Statistics. Power sample calculations were conducted using PS version 3.1.6 for both human and animal experiments. For humans, based on the difference of means, SD, and cohort ratio for the different measures, for α = 0.05 and power = 0.80, the minimum sample size for each group was 7. For animal experiments, in order to detect a difference between treatment groups with α = 0.05 and power = 0.80 and a ratio of 1:1 for all groups, the minimum sample size required was 4.

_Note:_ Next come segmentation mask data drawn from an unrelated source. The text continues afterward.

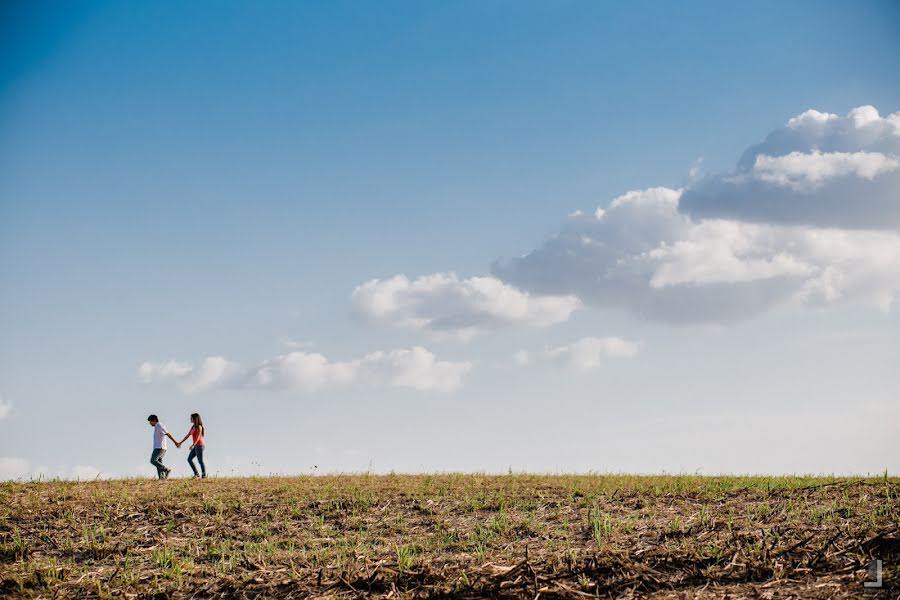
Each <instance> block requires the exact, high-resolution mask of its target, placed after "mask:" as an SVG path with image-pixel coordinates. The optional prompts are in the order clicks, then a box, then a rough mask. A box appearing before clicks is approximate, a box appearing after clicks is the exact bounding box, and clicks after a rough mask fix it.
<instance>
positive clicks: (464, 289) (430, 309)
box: [351, 273, 581, 341]
mask: <svg viewBox="0 0 900 600" xmlns="http://www.w3.org/2000/svg"><path fill="white" fill-rule="evenodd" d="M351 299H352V303H353V311H354V313H355V314H356V315H358V316H359V317H361V318H362V319H363V320H365V321H368V322H372V323H383V324H387V325H392V326H396V327H403V328H406V329H413V330H418V331H423V332H426V333H429V334H431V335H433V336H435V337H438V338H456V339H458V340H462V341H468V340H470V339H472V338H473V337H475V336H476V335H479V334H481V333H484V332H486V331H491V330H496V329H502V328H507V327H513V326H528V327H547V326H550V325H553V324H555V323H561V322H563V321H566V320H567V319H568V318H569V316H570V315H571V314H572V313H573V312H574V311H575V310H577V309H578V308H579V307H580V306H581V302H580V301H579V300H578V299H577V298H575V297H574V296H534V295H531V294H529V293H527V292H523V291H521V290H519V289H516V288H515V287H513V286H511V285H509V284H507V283H504V282H502V281H500V280H499V279H497V278H495V277H470V278H468V279H460V278H459V277H458V276H457V275H456V274H455V273H434V274H431V275H425V276H422V277H419V278H417V279H413V280H410V279H408V278H407V277H406V276H405V275H396V276H394V277H391V278H390V279H383V280H382V279H372V280H371V281H367V282H366V283H364V284H362V285H360V286H358V287H357V288H356V289H354V290H353V294H352V295H351Z"/></svg>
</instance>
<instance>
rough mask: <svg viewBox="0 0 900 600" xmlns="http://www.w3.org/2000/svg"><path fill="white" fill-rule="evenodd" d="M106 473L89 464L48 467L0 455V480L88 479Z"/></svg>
mask: <svg viewBox="0 0 900 600" xmlns="http://www.w3.org/2000/svg"><path fill="white" fill-rule="evenodd" d="M107 477H108V475H106V474H104V473H103V472H101V471H100V469H98V468H96V467H93V466H91V465H75V466H69V465H58V466H56V467H55V468H50V467H47V466H42V465H37V466H35V465H32V464H31V462H30V461H28V460H27V459H24V458H19V457H13V456H2V457H0V481H9V480H23V481H30V480H33V479H77V480H80V481H90V480H93V479H98V478H99V479H102V478H107Z"/></svg>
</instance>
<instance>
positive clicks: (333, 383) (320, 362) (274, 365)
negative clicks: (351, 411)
mask: <svg viewBox="0 0 900 600" xmlns="http://www.w3.org/2000/svg"><path fill="white" fill-rule="evenodd" d="M357 369H358V364H357V363H356V362H329V361H328V359H327V358H325V357H324V356H322V355H321V354H319V353H317V352H312V353H310V352H289V353H287V354H282V355H280V356H276V357H275V358H272V359H270V360H267V361H265V362H264V363H263V364H261V365H260V366H259V367H256V368H255V369H252V370H251V371H250V373H249V377H248V378H247V379H246V383H247V385H248V386H249V387H252V388H261V389H294V390H300V391H304V392H315V391H318V390H320V389H322V388H324V387H334V386H340V385H347V384H349V383H352V382H353V381H354V379H356V373H357Z"/></svg>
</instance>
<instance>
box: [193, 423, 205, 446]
mask: <svg viewBox="0 0 900 600" xmlns="http://www.w3.org/2000/svg"><path fill="white" fill-rule="evenodd" d="M191 439H192V440H194V445H195V446H202V445H203V433H202V432H201V431H200V430H199V429H197V428H196V427H191Z"/></svg>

To compare groups at different time points with a control group in both humans and animals, Kruskal-Wallis tests were performed with post hoc Dunn’s test to correct for multiple comparisons. Pearson’s correlation was used to determine a linear associative relationship between variables, including plasmin activation, inflammation, coagulopathy, and patient outcomes. For Kaplan-Meier analysis, a log-rank test was used to determine predictors of mortality within 7 days of burn. To compare injury or treatment groups at multiple time points in animal experiments, multiple Mann-Whitney U tests were performed with Holm-Sidak correction for multiple comparisons between groups over time. For comparison of repeated measures over time, a repeated-measures ANOVA was performed. All tests were performed in GraphPad Prism version 9.1.2.

Study approval. All human study procedures were approved by the Vanderbilt University Medical Center IRB (protocol no. 150751). All animal study procedures were approved by the VUMC IACUC (protocol no. M1800154).